All of the buildings “within the FAE share a common historical and architectural significance when treated as a unified parcel….” The court opined that “the only discernable adverse effect of including the two buildings…within the designated landmark on the value of the property as a whole is one manufactured by the owner itself in warehousing the 44 apartments within those two buildings.”

The court then held that, “[c]onsidering the FAE property as a whole,” the LPC amendment “did not result in complete deprivation of the owner's economically beneficial use of its property.

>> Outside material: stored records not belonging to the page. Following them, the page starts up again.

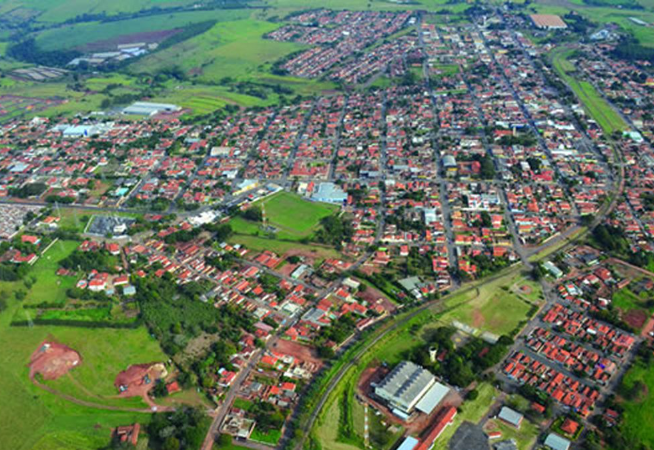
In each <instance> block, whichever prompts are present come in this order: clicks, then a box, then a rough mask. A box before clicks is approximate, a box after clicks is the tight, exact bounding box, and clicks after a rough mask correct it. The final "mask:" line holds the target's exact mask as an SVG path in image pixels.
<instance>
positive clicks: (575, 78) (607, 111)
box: [551, 49, 628, 134]
mask: <svg viewBox="0 0 654 450" xmlns="http://www.w3.org/2000/svg"><path fill="white" fill-rule="evenodd" d="M572 54H573V51H572V50H569V49H557V50H554V51H553V52H552V53H551V58H552V64H553V65H554V68H555V70H556V72H557V73H558V74H559V76H560V77H561V78H562V79H563V80H564V81H565V82H566V84H567V85H568V86H570V88H571V89H572V90H573V91H574V93H575V94H576V96H577V97H578V98H579V101H580V102H581V103H582V105H583V106H584V108H585V109H586V111H587V112H588V114H590V116H591V117H592V118H593V119H595V120H596V121H597V123H598V124H599V126H600V127H602V130H604V132H605V133H606V134H612V133H613V132H614V131H623V130H626V129H627V128H628V126H627V124H626V123H625V121H624V120H623V119H622V117H621V116H620V115H619V114H618V113H617V112H616V111H615V110H614V109H613V108H612V107H611V106H610V105H609V104H608V103H607V101H606V100H604V98H603V97H602V96H601V95H600V93H599V92H597V90H596V89H595V87H594V86H593V85H592V84H590V83H589V82H587V81H581V80H577V79H576V78H575V77H574V76H573V75H571V73H572V72H574V71H575V67H574V66H573V65H572V64H571V63H570V61H568V58H570V57H571V56H572Z"/></svg>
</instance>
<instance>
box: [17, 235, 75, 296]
mask: <svg viewBox="0 0 654 450" xmlns="http://www.w3.org/2000/svg"><path fill="white" fill-rule="evenodd" d="M78 246H79V242H76V241H61V240H59V241H57V242H55V243H54V244H53V245H52V247H50V249H49V250H48V251H47V252H46V253H45V254H44V255H43V256H41V258H39V260H38V261H37V262H36V263H35V264H34V267H33V268H32V270H31V271H30V275H29V276H30V277H34V278H35V279H36V283H34V285H33V286H32V288H31V289H30V291H29V293H28V295H27V297H26V298H25V303H26V304H36V303H42V302H47V303H61V304H62V305H63V304H64V303H65V302H66V299H67V296H66V291H67V290H68V289H69V288H71V287H74V286H75V281H76V280H75V278H74V277H59V276H57V274H56V271H57V269H58V268H59V261H61V260H62V259H64V258H65V257H67V256H68V255H70V254H71V253H72V252H73V251H74V250H75V249H76V248H77V247H78Z"/></svg>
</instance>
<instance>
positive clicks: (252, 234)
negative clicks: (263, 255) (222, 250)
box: [229, 192, 339, 258]
mask: <svg viewBox="0 0 654 450" xmlns="http://www.w3.org/2000/svg"><path fill="white" fill-rule="evenodd" d="M257 205H259V206H262V205H263V206H264V207H265V212H266V222H267V224H268V225H271V226H273V227H274V228H275V229H276V231H275V233H274V236H268V235H267V233H266V232H265V230H263V229H262V227H261V224H259V223H256V222H251V221H248V220H245V219H243V218H242V217H235V218H233V219H231V220H230V222H229V223H230V225H231V226H232V229H233V230H234V233H235V234H234V236H232V237H231V238H230V239H229V241H230V242H231V243H234V244H241V245H245V246H246V247H247V248H249V249H251V250H254V251H263V250H271V251H273V252H275V253H277V254H279V255H283V254H285V253H286V252H288V251H290V250H302V251H305V252H307V253H313V254H315V255H316V257H317V258H332V257H338V256H339V253H338V252H337V251H336V250H334V249H333V248H331V247H323V246H320V245H316V244H301V243H300V242H298V241H300V240H302V239H305V238H309V237H311V236H312V235H313V233H314V232H315V231H316V230H317V229H318V227H319V226H320V220H321V219H323V218H324V217H327V216H329V215H331V214H334V212H335V211H336V210H338V207H337V206H334V205H329V204H326V203H315V202H310V201H307V200H304V199H302V198H301V197H299V196H297V195H294V194H290V193H288V192H280V193H278V194H275V195H273V196H271V197H268V198H266V199H264V200H262V201H261V202H258V203H257Z"/></svg>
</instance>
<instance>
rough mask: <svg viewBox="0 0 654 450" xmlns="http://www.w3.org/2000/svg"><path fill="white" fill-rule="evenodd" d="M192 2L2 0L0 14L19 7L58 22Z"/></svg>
mask: <svg viewBox="0 0 654 450" xmlns="http://www.w3.org/2000/svg"><path fill="white" fill-rule="evenodd" d="M194 3H195V1H193V0H115V1H112V2H106V1H103V0H2V1H1V2H0V14H3V13H5V14H6V13H8V12H10V11H12V10H15V9H16V8H21V9H22V10H23V11H35V12H37V13H40V15H39V16H38V20H39V21H40V22H54V23H59V22H63V21H65V20H68V19H72V18H74V17H75V16H78V15H80V14H94V13H100V12H106V13H107V15H113V14H116V13H121V12H137V11H140V10H142V9H147V8H151V7H153V6H159V7H161V8H170V7H173V6H186V5H192V4H194Z"/></svg>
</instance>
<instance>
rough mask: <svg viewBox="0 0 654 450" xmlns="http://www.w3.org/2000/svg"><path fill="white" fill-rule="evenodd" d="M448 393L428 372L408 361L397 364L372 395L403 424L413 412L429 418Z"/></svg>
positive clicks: (409, 361) (428, 371) (431, 375)
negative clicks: (373, 394)
mask: <svg viewBox="0 0 654 450" xmlns="http://www.w3.org/2000/svg"><path fill="white" fill-rule="evenodd" d="M448 392H449V388H448V387H447V386H445V385H443V384H441V383H439V382H437V381H436V378H435V377H434V376H433V375H432V374H431V373H430V372H429V371H428V370H426V369H424V368H422V367H420V366H419V365H417V364H414V363H412V362H411V361H403V362H401V363H400V364H398V365H397V366H396V367H395V369H393V370H392V371H391V372H390V373H389V374H388V375H387V376H386V378H384V379H383V380H382V382H381V383H379V384H378V385H377V386H376V387H375V394H376V395H377V396H378V397H379V398H381V399H382V400H384V401H386V402H387V403H388V406H389V408H390V409H391V410H392V411H393V414H395V415H397V416H398V417H401V418H402V419H405V420H406V419H407V418H408V417H409V416H410V415H411V414H412V413H413V412H414V411H415V410H418V411H420V412H423V413H425V414H431V412H432V411H433V410H434V408H436V406H438V404H439V403H440V402H441V401H442V400H443V399H444V398H445V396H446V395H447V394H448Z"/></svg>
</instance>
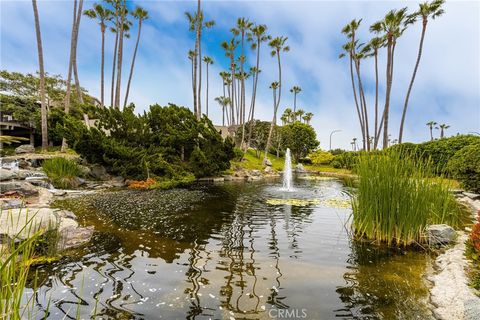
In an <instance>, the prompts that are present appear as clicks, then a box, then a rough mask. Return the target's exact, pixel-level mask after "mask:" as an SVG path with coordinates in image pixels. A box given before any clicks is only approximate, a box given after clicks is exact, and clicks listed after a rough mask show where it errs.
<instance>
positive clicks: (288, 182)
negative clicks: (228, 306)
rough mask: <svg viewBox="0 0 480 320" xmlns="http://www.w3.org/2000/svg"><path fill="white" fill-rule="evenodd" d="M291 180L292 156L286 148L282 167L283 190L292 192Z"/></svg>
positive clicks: (292, 183) (288, 150)
mask: <svg viewBox="0 0 480 320" xmlns="http://www.w3.org/2000/svg"><path fill="white" fill-rule="evenodd" d="M292 180H293V178H292V156H291V155H290V149H289V148H287V151H286V152H285V166H284V167H283V190H285V191H292V190H293V186H292V185H293V181H292Z"/></svg>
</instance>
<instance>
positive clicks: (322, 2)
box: [0, 0, 480, 148]
mask: <svg viewBox="0 0 480 320" xmlns="http://www.w3.org/2000/svg"><path fill="white" fill-rule="evenodd" d="M92 4H93V2H92V1H85V8H90V7H91V6H92ZM132 5H133V6H134V5H140V6H142V7H144V8H146V9H147V10H148V11H149V14H150V19H149V20H147V21H146V22H145V24H144V27H143V30H142V38H141V42H140V48H139V53H138V56H137V61H136V67H135V73H134V79H133V82H132V88H131V94H130V96H131V101H133V102H135V104H136V107H137V111H138V112H141V111H142V110H144V109H146V108H148V106H149V105H150V104H153V103H159V104H162V105H164V104H166V103H169V102H172V103H176V104H178V105H184V106H188V107H190V106H191V104H192V103H191V101H192V97H191V82H190V81H191V80H190V70H191V69H190V61H189V60H188V59H187V51H188V50H189V49H191V48H193V41H194V35H193V34H192V33H191V32H189V31H188V25H187V22H186V18H185V15H184V13H185V11H194V10H195V8H196V1H193V2H192V1H152V0H150V1H141V0H136V1H132ZM202 5H203V9H204V11H205V14H206V16H207V18H208V19H213V20H215V21H216V25H215V27H214V28H213V29H211V30H208V31H206V32H205V33H204V37H203V49H204V53H205V54H207V55H209V56H211V57H213V59H214V61H215V63H214V64H213V65H212V66H211V68H210V117H211V118H212V119H213V121H214V123H220V122H221V112H220V108H219V107H218V105H217V104H216V103H215V102H214V100H213V98H214V97H216V96H220V95H221V90H222V86H221V81H220V78H219V76H218V73H219V72H220V71H222V70H224V69H225V68H227V67H228V59H227V58H226V57H225V56H224V52H223V50H222V49H221V48H220V45H219V44H220V42H221V41H223V40H228V39H230V37H231V34H230V33H229V30H230V28H231V27H233V24H234V23H235V21H236V18H237V17H247V18H249V19H250V20H251V21H253V22H256V23H261V24H266V25H267V26H268V28H269V29H268V30H269V34H271V35H272V36H277V35H282V36H287V37H288V38H289V39H288V43H289V45H290V48H291V51H290V52H288V53H285V54H284V55H283V56H282V60H283V63H282V65H283V93H282V100H281V103H280V112H283V109H284V108H285V107H290V106H292V104H293V96H292V94H290V92H289V91H288V89H289V88H291V87H292V86H293V85H299V86H301V87H302V89H303V91H302V92H301V93H300V94H299V96H298V98H297V99H298V102H297V106H298V107H299V108H302V109H304V110H306V111H310V112H313V113H314V114H315V116H314V118H313V121H312V124H313V126H314V128H315V130H316V131H317V134H318V138H319V140H320V142H321V147H323V148H328V137H329V134H330V132H331V131H332V130H335V129H341V130H342V131H341V132H340V133H337V134H336V135H335V138H334V140H333V147H343V148H350V144H349V142H350V141H351V139H352V138H353V137H360V132H359V126H358V123H357V122H358V121H357V116H356V113H355V108H354V102H353V96H352V91H351V87H350V78H349V69H348V64H347V61H343V60H339V59H338V54H339V52H340V46H341V45H342V43H344V41H345V39H344V37H343V35H341V34H340V30H341V28H342V27H343V26H344V25H345V24H346V23H347V22H348V21H350V20H351V19H353V18H363V22H362V25H361V28H360V29H361V31H360V33H361V36H362V38H363V39H364V40H368V39H369V37H370V35H369V33H368V26H369V25H370V24H372V23H373V22H375V21H377V20H378V19H380V18H381V17H382V16H383V15H384V14H385V13H386V12H387V11H388V10H390V9H393V8H400V7H402V6H408V7H409V8H410V10H411V11H413V10H415V9H416V8H417V6H418V2H416V1H403V2H398V1H203V4H202ZM38 7H39V13H40V23H41V28H42V34H43V44H44V56H45V68H46V71H47V72H49V73H51V74H61V75H63V76H65V75H66V71H67V67H68V57H69V46H70V42H69V37H70V32H71V30H70V28H71V25H70V24H71V19H72V11H73V1H68V0H57V1H49V0H39V1H38ZM0 9H1V12H0V17H1V23H0V30H1V39H0V46H1V48H0V67H1V69H7V70H11V71H20V72H34V71H35V70H37V69H38V67H37V64H38V61H37V52H36V43H35V32H34V22H33V11H32V5H31V1H29V0H18V1H12V0H0ZM445 11H446V13H445V15H444V16H442V17H440V18H439V19H437V20H434V21H431V22H430V23H429V25H428V29H427V35H426V39H425V44H424V52H423V57H422V61H421V64H420V68H419V71H418V74H417V78H416V82H415V86H414V88H413V91H412V95H411V97H410V105H409V108H410V110H409V113H408V115H407V123H406V131H405V138H404V139H405V140H407V141H413V142H418V141H424V140H426V139H428V138H429V133H428V128H427V127H426V125H425V123H426V122H428V121H430V120H435V121H437V122H439V123H446V124H448V125H450V126H451V127H450V128H449V129H448V130H447V135H453V134H456V133H457V132H460V133H466V132H471V131H476V132H478V131H480V61H479V60H480V2H478V1H448V2H447V3H446V4H445ZM420 31H421V25H420V24H416V25H415V26H413V27H410V29H408V30H407V31H406V32H405V34H404V36H403V37H402V38H401V39H400V40H399V42H398V46H397V52H396V57H395V59H396V60H395V71H394V72H395V75H394V84H393V89H392V90H393V91H392V108H393V110H392V115H391V117H392V122H391V134H392V139H394V138H396V137H397V135H398V124H399V119H400V115H401V108H402V106H403V99H404V97H405V93H406V90H407V86H408V82H409V79H410V76H411V73H412V70H413V67H414V63H415V59H416V54H417V48H418V42H419V38H420ZM135 37H136V27H135V28H134V29H133V30H132V38H131V39H130V40H128V41H126V44H125V60H124V61H125V65H124V70H125V71H124V72H125V73H126V72H127V70H128V69H129V64H130V60H131V56H132V53H133V46H134V43H135V41H134V40H135ZM100 39H101V38H100V32H99V26H98V24H96V22H94V21H92V20H89V19H87V18H85V17H84V18H82V24H81V30H80V35H79V44H78V57H77V59H78V67H79V74H80V82H81V84H82V86H83V87H85V88H86V89H87V90H88V91H89V92H90V93H91V94H92V95H95V96H99V92H100V84H99V79H100V73H99V70H100ZM113 40H114V38H113V36H112V34H107V39H106V41H107V44H106V51H107V56H106V79H107V82H106V88H109V86H110V82H109V78H110V76H111V73H110V72H111V52H112V51H113ZM248 53H249V55H248V57H247V58H249V59H250V60H251V61H253V54H254V52H253V51H248ZM384 62H385V57H384V55H381V57H380V64H381V69H380V77H381V78H380V79H381V82H382V83H381V85H380V104H382V103H383V92H384V89H385V88H384V82H385V81H384V78H385V76H384V73H385V72H384V67H383V66H384ZM261 69H262V73H261V75H260V80H259V89H258V97H257V108H258V112H256V117H257V118H260V119H264V120H271V117H272V112H273V110H272V94H271V91H270V90H269V89H268V86H269V84H270V83H271V82H272V81H275V80H276V77H277V69H276V60H275V59H273V58H271V57H270V56H269V50H268V49H267V48H266V47H264V50H263V54H262V57H261ZM363 70H364V74H363V77H364V81H365V82H366V86H367V103H368V106H369V108H370V109H372V108H373V101H374V86H373V85H374V82H373V81H374V73H373V64H372V63H371V62H368V61H367V62H365V63H364V65H363ZM204 75H205V73H204ZM126 77H127V76H125V78H124V79H125V80H124V81H123V82H124V84H125V83H126V80H127V78H126ZM203 83H205V80H203ZM248 88H250V85H249V86H248ZM106 92H107V93H108V92H109V91H108V90H107V91H106ZM107 96H108V94H107ZM247 96H248V91H247ZM203 99H205V97H204V98H203ZM204 105H205V103H203V107H204ZM437 134H438V133H437Z"/></svg>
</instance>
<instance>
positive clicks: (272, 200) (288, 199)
mask: <svg viewBox="0 0 480 320" xmlns="http://www.w3.org/2000/svg"><path fill="white" fill-rule="evenodd" d="M267 204H270V205H273V206H281V205H290V206H296V207H305V206H309V205H318V204H320V200H319V199H267Z"/></svg>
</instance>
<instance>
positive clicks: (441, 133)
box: [439, 123, 450, 139]
mask: <svg viewBox="0 0 480 320" xmlns="http://www.w3.org/2000/svg"><path fill="white" fill-rule="evenodd" d="M439 127H440V139H443V137H444V135H445V130H447V129H448V128H450V126H447V125H446V124H445V123H442V124H441V125H439Z"/></svg>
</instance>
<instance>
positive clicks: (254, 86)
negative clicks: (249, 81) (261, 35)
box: [247, 38, 261, 147]
mask: <svg viewBox="0 0 480 320" xmlns="http://www.w3.org/2000/svg"><path fill="white" fill-rule="evenodd" d="M260 43H261V40H260V38H258V39H257V66H256V71H255V74H254V80H253V83H254V84H253V90H252V102H251V104H252V106H251V109H252V114H251V117H250V121H251V125H252V126H253V119H254V117H255V102H256V98H257V83H258V76H259V72H260V69H259V67H260ZM252 131H253V127H252V128H250V131H249V133H248V140H247V147H248V146H250V142H251V140H252Z"/></svg>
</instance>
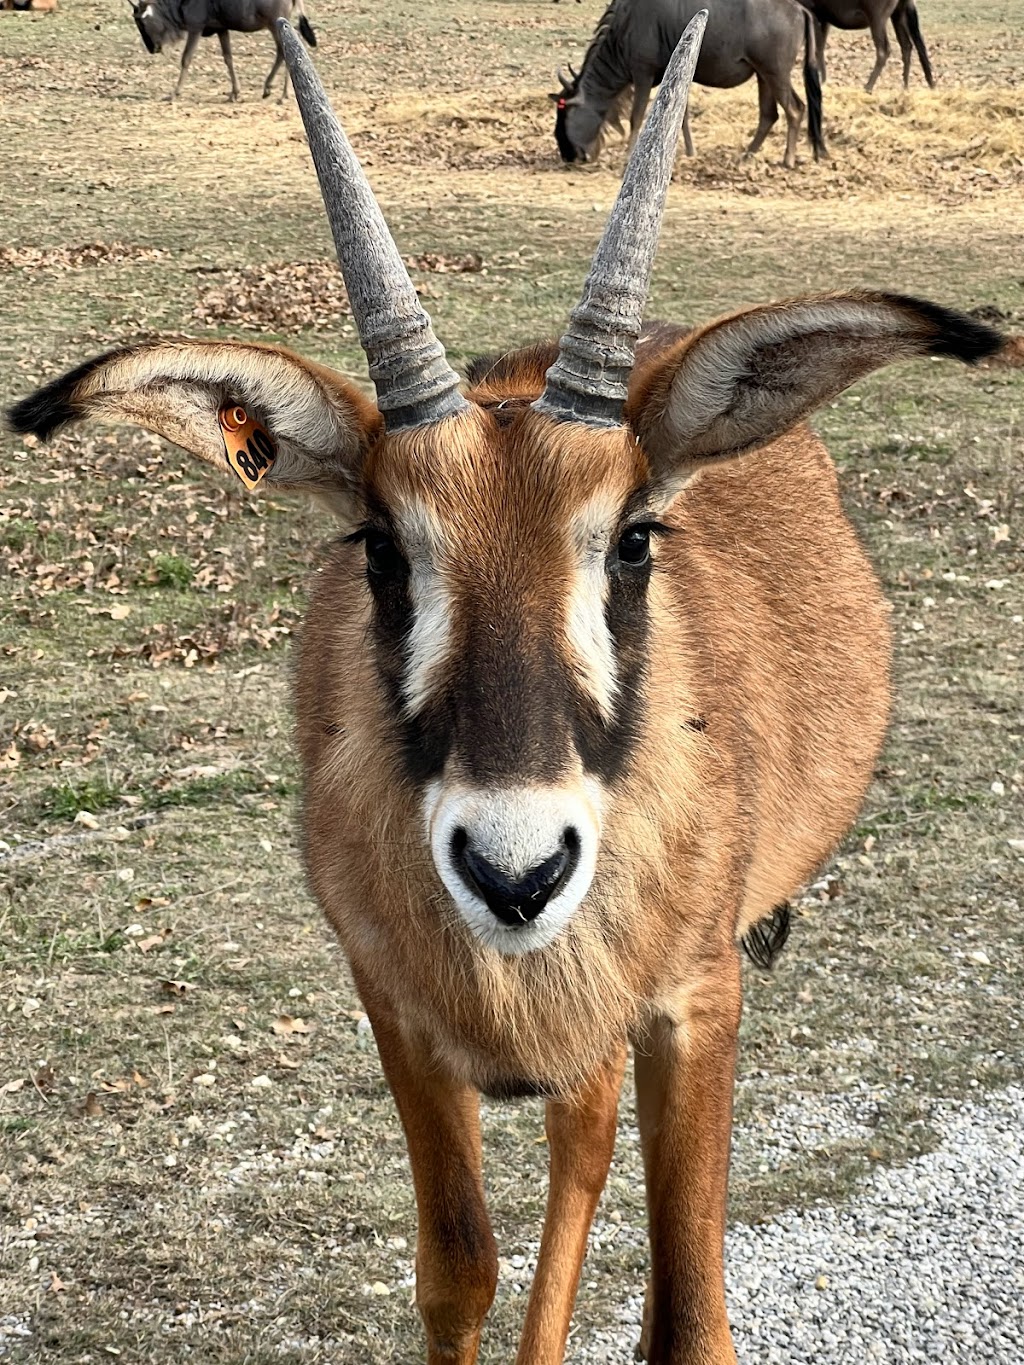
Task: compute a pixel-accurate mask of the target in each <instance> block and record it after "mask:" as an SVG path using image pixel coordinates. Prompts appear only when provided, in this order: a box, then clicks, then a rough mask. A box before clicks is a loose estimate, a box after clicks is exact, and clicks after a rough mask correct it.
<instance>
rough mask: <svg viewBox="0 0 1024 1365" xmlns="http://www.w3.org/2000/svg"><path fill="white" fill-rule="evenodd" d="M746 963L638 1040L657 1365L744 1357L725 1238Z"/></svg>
mask: <svg viewBox="0 0 1024 1365" xmlns="http://www.w3.org/2000/svg"><path fill="white" fill-rule="evenodd" d="M739 976H740V973H739V961H735V960H730V961H728V962H722V964H721V965H720V966H718V968H717V969H715V971H714V973H713V975H710V976H709V980H707V984H706V987H705V988H702V990H698V992H696V994H694V995H691V996H689V998H688V999H687V1001H685V1003H684V1005H683V1003H680V1009H679V1013H677V1017H676V1018H673V1020H669V1018H662V1020H659V1021H658V1022H657V1024H655V1025H654V1026H653V1028H650V1029H649V1032H647V1035H646V1036H644V1039H643V1040H642V1041H640V1043H639V1044H638V1047H636V1066H635V1069H636V1119H638V1125H639V1129H640V1143H642V1147H643V1167H644V1175H646V1182H647V1211H649V1222H650V1238H651V1275H650V1284H649V1290H647V1314H646V1316H647V1324H646V1330H644V1340H643V1346H644V1347H646V1354H647V1361H649V1362H650V1365H684V1362H687V1365H698V1362H699V1365H736V1353H735V1350H733V1345H732V1338H730V1334H729V1320H728V1316H726V1310H725V1276H724V1268H722V1242H724V1238H725V1189H726V1181H728V1174H729V1134H730V1127H732V1087H733V1066H735V1059H736V1036H737V1032H739V1022H740V980H739Z"/></svg>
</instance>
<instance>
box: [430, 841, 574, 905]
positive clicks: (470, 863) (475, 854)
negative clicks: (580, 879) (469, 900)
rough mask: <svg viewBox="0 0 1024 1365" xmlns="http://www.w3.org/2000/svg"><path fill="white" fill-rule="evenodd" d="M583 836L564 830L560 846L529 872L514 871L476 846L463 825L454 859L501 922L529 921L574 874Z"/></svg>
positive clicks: (472, 886) (470, 884)
mask: <svg viewBox="0 0 1024 1365" xmlns="http://www.w3.org/2000/svg"><path fill="white" fill-rule="evenodd" d="M579 852H580V838H579V834H578V831H576V830H575V829H573V827H572V826H567V827H565V830H563V837H561V842H560V845H558V848H557V849H556V850H554V853H552V854H550V856H549V857H546V859H543V861H541V863H538V864H537V865H535V867H532V868H530V871H528V872H526V874H523V875H522V876H519V875H511V874H508V872H507V871H504V868H500V867H497V865H496V864H494V863H492V861H490V859H487V857H486V856H485V854H483V853H482V852H481V850H479V849H477V848H474V846H472V844H471V841H470V835H468V831H467V830H466V829H463V827H461V826H460V827H457V829H456V830H453V831H452V839H451V853H452V863H453V864H455V868H456V871H457V874H459V876H460V878H461V880H463V882H464V883H466V886H467V887H468V889H470V890H471V891H474V893H475V894H477V895H479V897H481V900H482V901H483V902H485V905H486V906H487V909H489V910H490V912H492V913H493V915H494V916H496V917H497V919H500V920H501V923H502V924H508V925H511V927H513V928H515V927H517V925H523V924H530V921H531V920H535V919H537V916H538V915H539V913H541V910H543V908H545V906H546V905H547V902H549V901H550V900H552V897H553V895H554V894H556V893H557V891H558V889H560V887H561V886H563V885H564V883H565V882H567V880H568V879H569V878H571V876H572V872H573V871H575V868H576V864H578V861H579Z"/></svg>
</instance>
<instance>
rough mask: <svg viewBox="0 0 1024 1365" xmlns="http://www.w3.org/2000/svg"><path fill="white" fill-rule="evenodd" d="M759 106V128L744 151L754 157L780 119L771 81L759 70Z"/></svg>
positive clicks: (747, 153) (748, 154)
mask: <svg viewBox="0 0 1024 1365" xmlns="http://www.w3.org/2000/svg"><path fill="white" fill-rule="evenodd" d="M756 75H758V106H759V109H760V117H759V119H758V130H756V132H755V134H754V141H752V142H751V145H750V146H748V147H747V150H745V152H744V153H743V154H744V156H745V157H752V156H754V153H755V152H760V149H762V146H763V145H765V138H766V137H767V135H769V132H771V130H773V128H774V126H776V121H777V119H778V104H777V102H776V94H774V91H773V89H771V86H770V85H769V82H767V81H766V79H765V76H762V74H760V72H759V71H758V74H756Z"/></svg>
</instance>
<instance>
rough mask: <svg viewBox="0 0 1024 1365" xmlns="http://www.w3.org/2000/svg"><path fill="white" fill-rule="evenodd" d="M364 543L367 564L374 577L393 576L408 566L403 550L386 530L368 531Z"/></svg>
mask: <svg viewBox="0 0 1024 1365" xmlns="http://www.w3.org/2000/svg"><path fill="white" fill-rule="evenodd" d="M363 545H365V547H366V566H367V569H369V571H370V573H373V575H374V577H393V576H395V575H396V573H401V572H403V569H404V568H406V560H404V558H403V556H401V550H399V547H397V545H396V543H395V542H393V541H392V538H390V536H389V535H388V534H386V532H384V531H367V532H366V536H365V541H363Z"/></svg>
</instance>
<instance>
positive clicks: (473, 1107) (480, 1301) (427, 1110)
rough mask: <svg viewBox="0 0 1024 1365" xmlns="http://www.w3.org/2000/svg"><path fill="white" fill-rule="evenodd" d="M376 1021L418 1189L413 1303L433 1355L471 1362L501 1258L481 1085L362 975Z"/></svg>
mask: <svg viewBox="0 0 1024 1365" xmlns="http://www.w3.org/2000/svg"><path fill="white" fill-rule="evenodd" d="M356 984H358V986H359V994H360V995H362V998H363V1003H365V1006H366V1013H367V1014H369V1016H370V1022H371V1024H373V1032H374V1037H375V1040H377V1050H378V1051H380V1054H381V1062H382V1063H384V1072H385V1076H386V1077H388V1084H389V1085H390V1089H392V1093H393V1096H395V1102H396V1104H397V1107H399V1115H400V1118H401V1125H403V1127H404V1129H406V1140H407V1143H408V1155H410V1164H411V1167H412V1183H414V1186H415V1190H416V1211H418V1213H419V1235H418V1238H416V1305H418V1308H419V1312H421V1316H422V1319H423V1325H425V1328H426V1336H427V1365H474V1362H475V1360H477V1351H478V1350H479V1343H481V1327H482V1325H483V1319H485V1316H486V1313H487V1309H489V1308H490V1304H492V1299H493V1298H494V1289H496V1286H497V1279H498V1260H497V1252H496V1248H494V1235H493V1233H492V1230H490V1220H489V1218H487V1208H486V1204H485V1200H483V1181H482V1175H481V1129H479V1103H478V1097H477V1092H475V1091H472V1089H470V1087H467V1085H461V1084H457V1082H456V1081H452V1080H449V1078H448V1077H445V1076H444V1074H442V1073H440V1072H438V1069H437V1063H436V1061H434V1059H433V1058H431V1057H430V1055H427V1054H426V1052H421V1051H419V1050H416V1048H415V1047H411V1046H410V1044H408V1043H407V1040H406V1039H404V1037H403V1036H401V1035H400V1032H399V1029H397V1025H396V1022H395V1017H393V1014H392V1011H390V1009H389V1007H388V1006H386V1003H384V1002H381V1001H380V999H374V996H373V994H371V992H367V991H366V990H365V988H363V983H360V981H356Z"/></svg>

The owner may “rent units within all of the buildings in the FAE, including the two buildings….” The court also found that “the 'more general' Penn Central test…supports the conclusion that [plaintiff] has not suffered a taking.”

The court explained that the inclusion of the two buildings in the FAE, did not have “any further economic impact” on plaintiff's property “beyond that resulting from preexisting legal restrictions limiting [plaintiff's] use of the property even absent landmark status, such as rent control and rent stabilization.”

The court also found that the plaintiff's “reasonable investment-backed expectations were not destroyed by the inclusion of the two buildings within the FAE landmark designation” and the two buildings “are capable of earning a reasonable return.” Finally, the court stated that “the character” of the subject government action “favors the LPC, since,…the 'preservation of landmarks benefits all New York citizens and all structures' and 'improv[es] the quality of life in the city….'” Accordingly, the trial court's decision was affirmed.

Comment: Alexandra A.E. Shapiro of Shapiro Arato LLP, a counsel for the plaintiff, stated, “[t]he decision is inconsistent with the U.S. Supreme Court's interpretation of the Takings Clause in Murr v. Wisconsin. The Supreme Court created a test that balances the government's regulatory power against property holders' Fifth Amendment right to compensation for a taking. The decision disregarded critical aspects of this test, tipping the balance in favor of the government and trampling on constitutionally-protected property rights.” Ms. Shapiro also noted that “this case would provide the New York Court of Appeals with its first opportunity to apply the Murr analysis. This is an important issue, especially because about 25 percent of Manhattan is designated as a 'landmark,' even though many of these properties lack historical or architectural significance, because there is often political pressure that leads to landmarking as a pretext to prevent new construction.” Ms. Shapiro advised that the plaintiff will pursue an appeal in the New York Court of Appeals.

The New York City Law Department declined to comment at this time.

Matter of Stahl York Ave. Co. v. City of New York, App. Div., First Dep't, Case No. 100999/14, decided May 22, 2018, Renwick, J.P., Richter, Manzanet-Daniels, Kahn, Kern, JJ. Opinion by Kahn, J. All concur.

Scott E. Mollen is a partner at Herrick, Feinstein.